How hard is it to get a job working on railroads? Was it your first choice of job or did you just sort of fall into it, and either way, how did it happen?
Also, on behalf of Whatsit Jr.: “I want to know how to drive a train. All the ways! Also, how it feels, and whether it is easy sometimes to have accidents or not.”
Pretty much never. Sometimes we’ll get some punk kids hop our train. People I work with have seen hobos, apparently a couple of famous people too.
Ale
No, but thats due to my general lack of enthusiasm. And we don’t have any navigational type stuff on a train. Most locomotives do have a GPS unit on it but it doesn’t seem to be used in any way to route the train. People are constantly calling looking for engines and trains can be sent to the wrong place pretty easily.
mamboman
Not at all. After you meet the people any romantic thought you’ve had about railroading goes out the window, although I do enjoy it sometimes.
Ignatz- We do have dead men? . More modern locomotives have alerters, which you have to constantly reset with your hand. We all refer to engineers as engineers. They all get offended if you refer to it as driving. they RUN an engine. You drive a car, steer a boat, pedal a bike and RUN an engine and so on. I know nothing about a dukey shute. If you mean our toilets, they’re emptied by septic trucks now.
MsWhatsit- I went to a hiring session that was advertised in the paper. About 50 people showed up. After they explain the job and the hours usually about half the people get up and leave. They only hired one person out of the remaining 25 people, me. I didn’t find it terribly hard to get hired though. There was some tests and a background check. Working for the railroad is a good job for people like me but doesn’t pay enormous amounts of money like it used to.

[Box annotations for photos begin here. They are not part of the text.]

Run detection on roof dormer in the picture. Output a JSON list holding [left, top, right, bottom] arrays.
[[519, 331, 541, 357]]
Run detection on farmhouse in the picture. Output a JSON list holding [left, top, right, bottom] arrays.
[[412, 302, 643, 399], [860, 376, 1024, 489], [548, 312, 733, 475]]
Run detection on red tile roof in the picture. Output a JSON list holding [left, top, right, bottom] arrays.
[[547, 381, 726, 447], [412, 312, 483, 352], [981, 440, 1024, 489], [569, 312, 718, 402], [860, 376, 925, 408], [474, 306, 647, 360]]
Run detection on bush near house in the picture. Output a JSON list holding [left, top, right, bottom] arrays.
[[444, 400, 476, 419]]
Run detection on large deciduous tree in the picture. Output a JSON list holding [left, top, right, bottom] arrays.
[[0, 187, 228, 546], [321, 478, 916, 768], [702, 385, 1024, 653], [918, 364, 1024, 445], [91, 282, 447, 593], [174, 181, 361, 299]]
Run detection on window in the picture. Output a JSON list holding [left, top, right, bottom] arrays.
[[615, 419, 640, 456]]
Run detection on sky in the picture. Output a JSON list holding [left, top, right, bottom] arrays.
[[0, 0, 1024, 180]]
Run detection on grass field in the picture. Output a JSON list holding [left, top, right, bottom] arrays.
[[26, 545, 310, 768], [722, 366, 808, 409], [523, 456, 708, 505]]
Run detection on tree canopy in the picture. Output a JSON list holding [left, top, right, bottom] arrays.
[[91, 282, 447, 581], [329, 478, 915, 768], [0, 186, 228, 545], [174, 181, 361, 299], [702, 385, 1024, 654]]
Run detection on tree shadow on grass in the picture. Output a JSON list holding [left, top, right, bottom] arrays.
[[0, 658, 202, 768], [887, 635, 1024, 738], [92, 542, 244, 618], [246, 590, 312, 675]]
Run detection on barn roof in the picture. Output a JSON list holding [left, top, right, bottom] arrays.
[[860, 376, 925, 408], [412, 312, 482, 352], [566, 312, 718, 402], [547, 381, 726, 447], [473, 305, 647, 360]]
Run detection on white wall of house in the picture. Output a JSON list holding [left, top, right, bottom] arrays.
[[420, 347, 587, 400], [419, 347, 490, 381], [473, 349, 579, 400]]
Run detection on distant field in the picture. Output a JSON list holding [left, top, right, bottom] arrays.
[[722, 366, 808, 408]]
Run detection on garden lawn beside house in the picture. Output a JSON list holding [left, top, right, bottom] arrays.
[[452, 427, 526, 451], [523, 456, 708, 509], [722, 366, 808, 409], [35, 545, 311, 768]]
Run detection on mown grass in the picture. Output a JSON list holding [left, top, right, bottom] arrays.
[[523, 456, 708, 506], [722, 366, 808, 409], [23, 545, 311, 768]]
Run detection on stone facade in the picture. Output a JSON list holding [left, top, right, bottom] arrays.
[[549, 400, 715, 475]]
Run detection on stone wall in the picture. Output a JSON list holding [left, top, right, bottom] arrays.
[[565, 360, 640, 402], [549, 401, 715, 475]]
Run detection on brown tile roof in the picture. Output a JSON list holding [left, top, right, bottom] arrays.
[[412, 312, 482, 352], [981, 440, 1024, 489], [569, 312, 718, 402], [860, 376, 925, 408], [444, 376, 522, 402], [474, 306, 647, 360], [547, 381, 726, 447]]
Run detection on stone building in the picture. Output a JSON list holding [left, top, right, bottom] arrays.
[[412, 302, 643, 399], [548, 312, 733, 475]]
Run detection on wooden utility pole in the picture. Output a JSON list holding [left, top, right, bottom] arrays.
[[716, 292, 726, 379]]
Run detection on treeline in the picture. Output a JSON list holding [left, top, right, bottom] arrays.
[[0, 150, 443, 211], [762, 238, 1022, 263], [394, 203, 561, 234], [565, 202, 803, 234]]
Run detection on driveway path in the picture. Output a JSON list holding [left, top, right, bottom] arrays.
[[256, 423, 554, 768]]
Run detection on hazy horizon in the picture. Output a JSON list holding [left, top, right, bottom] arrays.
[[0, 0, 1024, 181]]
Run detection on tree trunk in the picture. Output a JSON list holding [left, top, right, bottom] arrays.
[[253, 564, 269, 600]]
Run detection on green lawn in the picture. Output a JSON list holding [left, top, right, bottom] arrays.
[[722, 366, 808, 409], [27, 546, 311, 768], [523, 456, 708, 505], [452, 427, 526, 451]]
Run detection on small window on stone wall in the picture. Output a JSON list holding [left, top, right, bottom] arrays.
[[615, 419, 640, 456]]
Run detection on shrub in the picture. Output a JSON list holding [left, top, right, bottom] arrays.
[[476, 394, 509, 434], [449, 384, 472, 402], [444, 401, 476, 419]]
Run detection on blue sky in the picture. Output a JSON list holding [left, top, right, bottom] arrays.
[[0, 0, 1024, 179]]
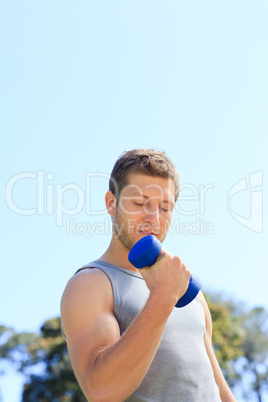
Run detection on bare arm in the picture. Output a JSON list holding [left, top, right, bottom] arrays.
[[198, 292, 236, 402], [61, 255, 190, 402]]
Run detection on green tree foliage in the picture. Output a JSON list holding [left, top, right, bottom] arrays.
[[0, 295, 268, 402], [206, 294, 244, 386], [0, 318, 86, 402], [240, 307, 268, 402]]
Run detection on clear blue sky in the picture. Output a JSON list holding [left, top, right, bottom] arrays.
[[0, 0, 268, 398]]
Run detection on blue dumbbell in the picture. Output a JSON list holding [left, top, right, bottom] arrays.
[[128, 235, 200, 307]]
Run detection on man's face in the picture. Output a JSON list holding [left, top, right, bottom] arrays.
[[113, 173, 175, 249]]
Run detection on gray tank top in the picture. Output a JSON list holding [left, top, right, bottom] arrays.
[[77, 260, 221, 402]]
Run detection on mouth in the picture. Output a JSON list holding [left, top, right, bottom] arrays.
[[138, 230, 160, 236]]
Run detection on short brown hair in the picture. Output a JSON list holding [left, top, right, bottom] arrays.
[[109, 148, 179, 201]]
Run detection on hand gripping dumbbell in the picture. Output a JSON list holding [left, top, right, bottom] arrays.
[[128, 235, 200, 307]]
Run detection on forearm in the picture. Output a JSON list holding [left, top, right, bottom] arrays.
[[86, 295, 172, 402]]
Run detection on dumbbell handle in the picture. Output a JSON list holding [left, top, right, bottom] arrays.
[[128, 235, 200, 307]]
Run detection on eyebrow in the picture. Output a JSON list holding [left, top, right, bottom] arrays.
[[131, 191, 174, 205]]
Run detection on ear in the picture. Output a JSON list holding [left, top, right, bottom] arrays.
[[105, 191, 116, 216]]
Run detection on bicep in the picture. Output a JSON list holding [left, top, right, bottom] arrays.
[[61, 272, 120, 389], [198, 292, 233, 397]]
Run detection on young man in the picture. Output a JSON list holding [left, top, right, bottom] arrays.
[[61, 149, 236, 402]]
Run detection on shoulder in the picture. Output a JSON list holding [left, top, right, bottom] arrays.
[[60, 268, 113, 337]]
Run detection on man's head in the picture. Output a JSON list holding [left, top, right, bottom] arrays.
[[105, 149, 179, 249], [109, 149, 179, 202]]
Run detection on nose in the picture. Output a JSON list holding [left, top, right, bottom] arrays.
[[144, 206, 160, 225]]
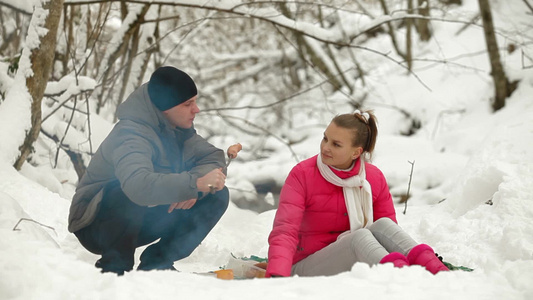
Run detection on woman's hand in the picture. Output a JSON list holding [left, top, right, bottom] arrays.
[[168, 198, 196, 213]]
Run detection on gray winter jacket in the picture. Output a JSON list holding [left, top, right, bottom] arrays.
[[68, 84, 225, 232]]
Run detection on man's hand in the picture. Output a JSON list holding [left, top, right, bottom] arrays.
[[196, 168, 226, 193], [168, 198, 196, 213]]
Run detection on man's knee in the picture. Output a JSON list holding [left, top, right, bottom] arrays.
[[215, 187, 229, 211]]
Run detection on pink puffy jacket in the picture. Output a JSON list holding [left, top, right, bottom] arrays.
[[266, 155, 397, 277]]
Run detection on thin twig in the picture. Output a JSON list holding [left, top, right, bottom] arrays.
[[403, 160, 415, 215], [13, 218, 57, 235]]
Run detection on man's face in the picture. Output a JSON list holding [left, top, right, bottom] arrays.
[[163, 96, 200, 129]]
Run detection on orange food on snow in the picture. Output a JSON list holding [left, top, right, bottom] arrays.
[[215, 269, 233, 280]]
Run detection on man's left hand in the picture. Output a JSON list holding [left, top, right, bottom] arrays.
[[168, 198, 196, 213]]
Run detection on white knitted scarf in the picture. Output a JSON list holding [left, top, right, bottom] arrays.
[[317, 153, 374, 232]]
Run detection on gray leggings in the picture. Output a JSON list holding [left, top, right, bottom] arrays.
[[292, 218, 418, 276]]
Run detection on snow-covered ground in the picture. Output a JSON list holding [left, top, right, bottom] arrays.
[[0, 1, 533, 300]]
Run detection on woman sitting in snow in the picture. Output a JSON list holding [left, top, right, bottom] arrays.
[[266, 111, 448, 277]]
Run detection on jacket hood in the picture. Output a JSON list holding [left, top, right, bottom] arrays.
[[117, 83, 196, 138], [117, 83, 172, 130]]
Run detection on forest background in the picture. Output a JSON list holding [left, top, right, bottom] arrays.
[[0, 0, 533, 299]]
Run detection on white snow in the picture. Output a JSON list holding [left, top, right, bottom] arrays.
[[0, 1, 533, 300]]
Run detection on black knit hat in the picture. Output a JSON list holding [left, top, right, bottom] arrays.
[[148, 66, 198, 111]]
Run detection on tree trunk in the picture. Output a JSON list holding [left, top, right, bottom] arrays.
[[416, 0, 431, 41], [478, 0, 512, 111], [13, 0, 63, 170], [405, 0, 413, 71]]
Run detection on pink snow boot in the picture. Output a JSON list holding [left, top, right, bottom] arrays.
[[379, 252, 409, 268], [407, 244, 449, 274]]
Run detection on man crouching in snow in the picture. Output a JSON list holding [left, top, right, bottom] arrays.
[[68, 67, 229, 274]]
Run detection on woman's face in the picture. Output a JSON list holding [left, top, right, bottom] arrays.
[[320, 122, 363, 169]]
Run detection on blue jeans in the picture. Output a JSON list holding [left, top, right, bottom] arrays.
[[74, 184, 229, 274]]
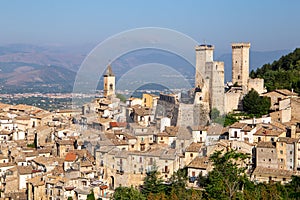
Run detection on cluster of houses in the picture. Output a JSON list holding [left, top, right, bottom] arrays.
[[0, 46, 300, 200]]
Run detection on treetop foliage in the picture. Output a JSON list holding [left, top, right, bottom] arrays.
[[243, 88, 271, 117], [250, 48, 300, 93]]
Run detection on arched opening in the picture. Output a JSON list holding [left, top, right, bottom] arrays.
[[109, 176, 115, 189]]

I dont drive a train yet, but they can be difficult to handle. You’re dealing with several thousand tons distributed sometimes unevenly over more than one type of terrain. Your train can be around two bends, on an incline, and going up and down a hill at the same time. I think about that a lot when we’re crossing a bridge from PA to NJ, our train is occupying two states at once.
Why do they switch cars (or engines) at the same time every day? And why does it take so long?
I have to be at work on Mondays at 5, and every Monday from 4:30 to 5, traffic is stopped while they’re doing something. (After the first couple of times waiting, I changed my route.)